7.3 to place the display better, I need draw hole and Step layer, and then extrude

7.3 extrude and draw the hole on the cover plate and 2 sides, use Extrude to make the hole. Hole is for microphone.

7.5 I finally got the 2 parts

7.6 assembly

3D Printing

Printing (video as below)

Update: for the Cover plate , I add 2 hook to fix the LCD PCB.

On 11th may, I Got 2 sets

I see 2 issues need to be improved in my next version:

Error is not right, the cover not match the enclosure, the error should be 0.2mm or 0.3mm, I could try 0.3mm first for testing

“Noodles” on the surface, I need to adjust the slope to be more sharp,

Or i can print the enclosure in another direction like picture below.

Update on 13th, May, I received the Mic and display as below, and then test Dimension testing with all parts

Display and microphone

PCB can be placed inside of the enclosure.

Try to match the display and display.

White cover plate + black display looks nice.

The diameter of the circle is some smaller, I need to adjust the diameter to be 35.8mm with 0.02mm margin

The limit stopper is too lower, the display cannot be inserted into the the part of circle. The height of stopper i will add 1mm first.

One more thing, I just realize I didn’t leave an hole for the Type C cable. I will revise all parts in the second version.

0516 make prototype of the electronics part first.

Learn basic information of the display and pin of the microphone and display.

Pin of Display

Pin of the mic

Translation to English:

SCK: Serial data clock for the I²S interface.

WS: Serial data word select for the I²S interface.

L/R: Left/Right channel selection.

When set to Low level (GND), the microphone outputs signals on the left channel of the I²S frame.

When set to High level (VCC), the microphone outputs signals on the right channel of the I²S frame.

SD: Serial data output for the I²S interface.

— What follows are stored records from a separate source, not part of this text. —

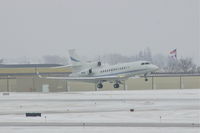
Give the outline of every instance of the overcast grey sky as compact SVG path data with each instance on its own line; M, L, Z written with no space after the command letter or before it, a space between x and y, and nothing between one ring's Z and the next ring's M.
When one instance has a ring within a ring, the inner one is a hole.
M0 57L121 53L200 62L199 0L0 0Z

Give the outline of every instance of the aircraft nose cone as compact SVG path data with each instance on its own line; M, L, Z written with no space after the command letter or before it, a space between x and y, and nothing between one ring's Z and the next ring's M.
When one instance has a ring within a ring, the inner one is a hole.
M157 70L159 69L159 67L156 66L156 65L154 65L154 66L153 66L153 69L154 69L154 71L157 71Z

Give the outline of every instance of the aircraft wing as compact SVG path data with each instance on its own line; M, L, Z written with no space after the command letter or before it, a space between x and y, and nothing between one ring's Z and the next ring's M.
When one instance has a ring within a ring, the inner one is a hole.
M95 82L95 81L113 81L113 80L122 80L126 79L125 76L91 76L91 77L41 77L43 79L63 79L71 81L86 81L86 82Z

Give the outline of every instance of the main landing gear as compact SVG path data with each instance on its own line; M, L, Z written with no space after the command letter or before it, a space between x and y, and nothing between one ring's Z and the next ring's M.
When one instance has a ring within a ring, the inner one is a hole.
M118 84L118 83L115 83L115 84L113 85L113 87L114 87L114 88L119 88L119 84Z
M148 81L147 74L148 74L148 73L145 73L145 74L144 74L145 82Z

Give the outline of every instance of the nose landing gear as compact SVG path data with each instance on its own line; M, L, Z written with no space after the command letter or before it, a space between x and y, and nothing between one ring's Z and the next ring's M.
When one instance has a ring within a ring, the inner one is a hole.
M114 87L114 88L119 88L119 84L118 84L118 83L115 83L115 84L113 85L113 87Z
M99 89L103 88L103 84L102 83L97 84L97 88Z

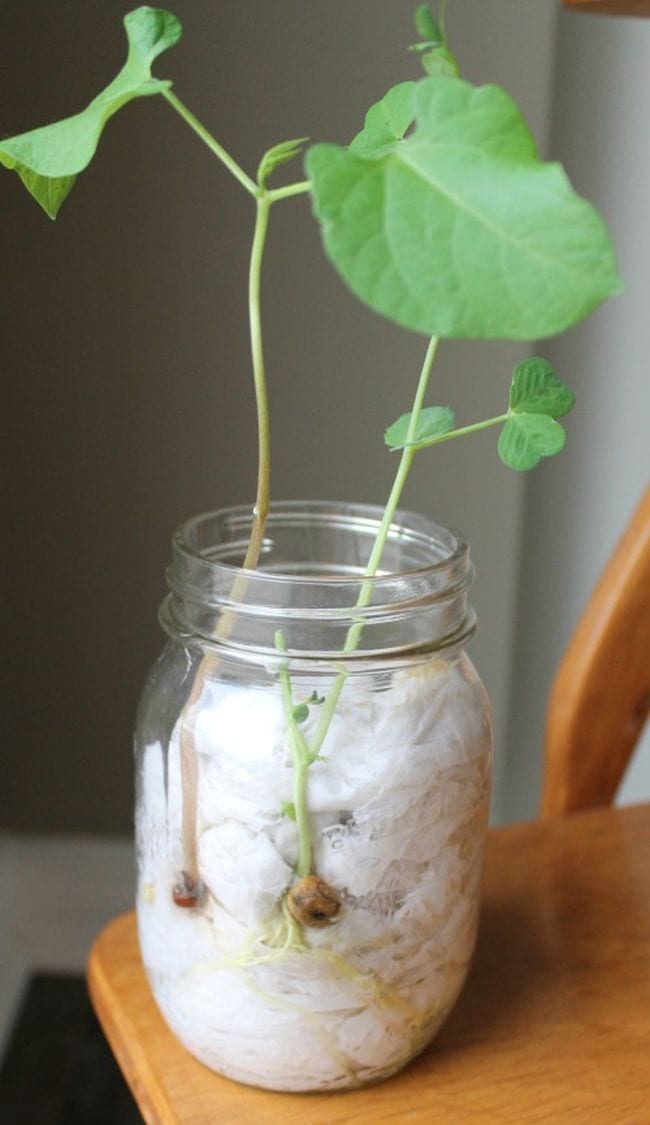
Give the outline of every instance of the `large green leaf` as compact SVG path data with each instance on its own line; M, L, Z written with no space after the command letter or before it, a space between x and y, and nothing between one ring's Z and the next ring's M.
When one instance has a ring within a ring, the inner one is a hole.
M356 296L427 335L527 340L619 291L601 217L539 160L507 93L423 79L413 110L413 135L379 154L307 154L325 250Z
M181 37L179 20L161 8L137 8L124 20L128 39L125 65L82 112L0 143L0 164L13 169L51 218L74 179L92 160L110 117L133 98L160 93L171 86L154 79L154 58Z

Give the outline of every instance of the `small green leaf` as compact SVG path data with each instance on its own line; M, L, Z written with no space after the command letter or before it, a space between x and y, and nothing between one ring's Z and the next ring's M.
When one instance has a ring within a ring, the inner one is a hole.
M460 68L450 51L444 29L431 14L428 4L423 3L415 12L415 27L423 39L409 50L422 55L422 64L432 78L458 78Z
M76 174L92 160L108 119L133 98L160 93L171 86L152 78L151 65L180 39L182 29L175 16L142 7L129 12L124 25L126 63L82 112L0 143L0 164L18 173L51 218L56 217Z
M563 426L548 414L512 414L504 425L498 453L511 469L534 469L542 457L552 457L565 448Z
M509 408L524 414L550 414L560 418L576 399L551 364L538 356L517 363L513 374Z
M460 74L455 55L444 43L436 44L423 54L422 65L430 78L458 78Z
M260 187L263 188L265 186L267 180L277 168L294 160L308 140L309 137L298 137L296 141L281 141L280 144L276 144L272 148L269 148L262 156L260 166L258 168L258 183Z
M408 440L408 428L410 425L410 414L403 414L401 417L388 426L383 434L383 440L390 449L405 449L407 446L426 446L440 438L443 433L449 433L455 425L453 411L449 406L426 406L419 412L415 434Z
M377 313L426 335L554 335L619 292L603 220L539 160L497 87L422 79L415 132L307 154L325 251Z
M2 155L0 154L0 163L3 163ZM10 166L10 165L7 165ZM16 171L22 180L22 183L29 191L31 196L36 199L38 204L43 207L43 210L49 216L49 218L56 218L56 213L61 207L64 199L67 198L74 181L75 176L58 176L58 177L47 177L38 176L37 172L33 172L31 169L25 168L22 164L16 165Z
M371 106L363 128L350 143L350 151L359 156L377 156L387 145L401 141L414 122L416 87L416 82L399 82Z

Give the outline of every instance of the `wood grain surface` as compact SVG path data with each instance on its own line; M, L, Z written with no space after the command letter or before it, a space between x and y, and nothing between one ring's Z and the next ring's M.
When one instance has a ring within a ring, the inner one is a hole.
M610 804L649 710L650 488L601 575L553 681L542 816Z
M148 1125L647 1125L650 806L493 831L461 999L419 1059L365 1090L270 1094L201 1066L152 1000L133 915L99 936L89 987Z

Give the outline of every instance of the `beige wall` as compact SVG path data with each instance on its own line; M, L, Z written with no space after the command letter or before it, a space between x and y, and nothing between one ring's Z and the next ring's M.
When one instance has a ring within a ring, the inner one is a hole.
M3 0L0 128L21 132L89 100L121 61L117 17L129 7ZM287 137L346 140L372 100L417 73L403 50L408 0L173 7L187 34L157 72L251 170ZM554 0L454 0L450 12L467 75L508 87L542 141L556 15ZM127 107L101 148L56 224L12 177L0 183L0 824L18 830L128 830L130 728L162 642L171 531L197 511L249 501L254 487L250 201L156 99ZM424 342L347 297L322 261L305 200L277 208L271 235L274 494L381 503L394 465L381 433L408 408ZM499 408L521 354L450 345L435 399L468 421ZM485 436L423 457L406 503L472 542L475 655L503 747L522 480Z

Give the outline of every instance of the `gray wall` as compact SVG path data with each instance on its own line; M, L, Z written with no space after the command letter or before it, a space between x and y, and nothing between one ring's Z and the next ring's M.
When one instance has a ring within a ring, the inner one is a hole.
M253 170L286 137L345 141L389 84L417 74L403 50L413 6L178 0L186 38L157 73ZM0 129L18 133L84 105L121 61L118 17L129 7L3 0ZM455 0L451 9L468 78L511 89L545 146L554 0ZM250 200L157 99L111 123L56 224L8 173L0 200L0 822L127 831L130 727L162 640L155 614L171 531L197 511L247 502L254 488ZM304 199L272 216L265 298L274 494L382 503L394 462L381 432L408 408L424 341L344 292ZM449 345L433 400L467 421L499 408L522 353ZM541 468L540 480L552 471ZM473 651L505 762L523 480L499 465L488 434L423 457L406 503L472 543ZM526 738L536 754L536 724Z
M561 459L526 480L517 640L499 814L532 814L552 673L650 469L650 19L565 12L552 146L607 216L622 297L547 349L578 404ZM650 739L622 798L650 798Z

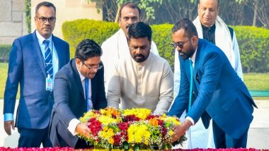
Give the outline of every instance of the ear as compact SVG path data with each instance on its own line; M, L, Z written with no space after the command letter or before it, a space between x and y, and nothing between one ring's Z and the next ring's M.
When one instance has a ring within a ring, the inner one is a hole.
M76 65L78 68L81 66L81 61L79 59L75 59Z
M193 45L198 44L198 40L199 40L199 38L198 38L198 37L197 37L197 36L193 36L193 37L191 38L191 41L192 41Z

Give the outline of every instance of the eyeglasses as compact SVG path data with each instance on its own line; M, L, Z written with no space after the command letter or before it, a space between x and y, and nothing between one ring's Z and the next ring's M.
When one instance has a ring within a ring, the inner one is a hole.
M103 68L102 62L99 63L99 64L97 65L96 66L91 66L91 67L88 66L88 65L85 64L84 62L82 62L82 64L84 65L85 65L85 66L87 67L88 68L88 70L90 70L90 71L93 71L93 70L94 71L95 69L100 70Z
M185 42L179 42L179 43L175 43L175 42L172 42L171 44L172 46L174 47L174 48L176 48L176 47L178 47L180 48L183 48L184 44L188 42L189 41L190 39L187 40Z
M38 18L39 22L42 23L46 23L47 20L49 21L50 23L55 23L55 20L56 20L56 18L55 17L51 17L51 18L45 18L45 17L38 18L38 16L35 16L35 17Z

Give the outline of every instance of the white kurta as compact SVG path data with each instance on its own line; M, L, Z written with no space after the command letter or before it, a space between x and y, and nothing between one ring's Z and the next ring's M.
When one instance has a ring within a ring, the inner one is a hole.
M115 66L108 90L108 105L122 109L147 108L166 113L173 100L173 73L166 60L150 53L137 63L131 56Z
M125 34L120 29L102 44L101 60L104 65L105 87L108 92L109 81L113 74L114 65L119 59L130 56L130 50ZM151 52L159 56L156 44L151 41Z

VCC: Power input, 1.8V to 3.3V

GND: Power ground.

Wiring

ESP32-C3 I/O

Microphone (INMP441) ➔ Seeed XIAO ESP32-C3 Wiring

Standard I2S digital audio bus connection:

Microphone Pin (INMP441) Seeed XIAO ESP32-C3 Physical Pin Corresponding Pin in Code (GPIO) Bus Function Description
VCC 3.3V 3.3V Digital power supply for the microphone.
GND GND GND Power ground.
L/R GND GND Grounded (Low): Outputs Left Channel for single-channel (Mono) audio.
SCK D2 GPIO 4 I2S Serial Bit Clock line (BCLK).
WS D3 GPIO 5 I2S Word Select / Frame Clock line (LRCK).
SD D1 GPIO 3 I2S Serial Data Out line (audio data input to the MCU).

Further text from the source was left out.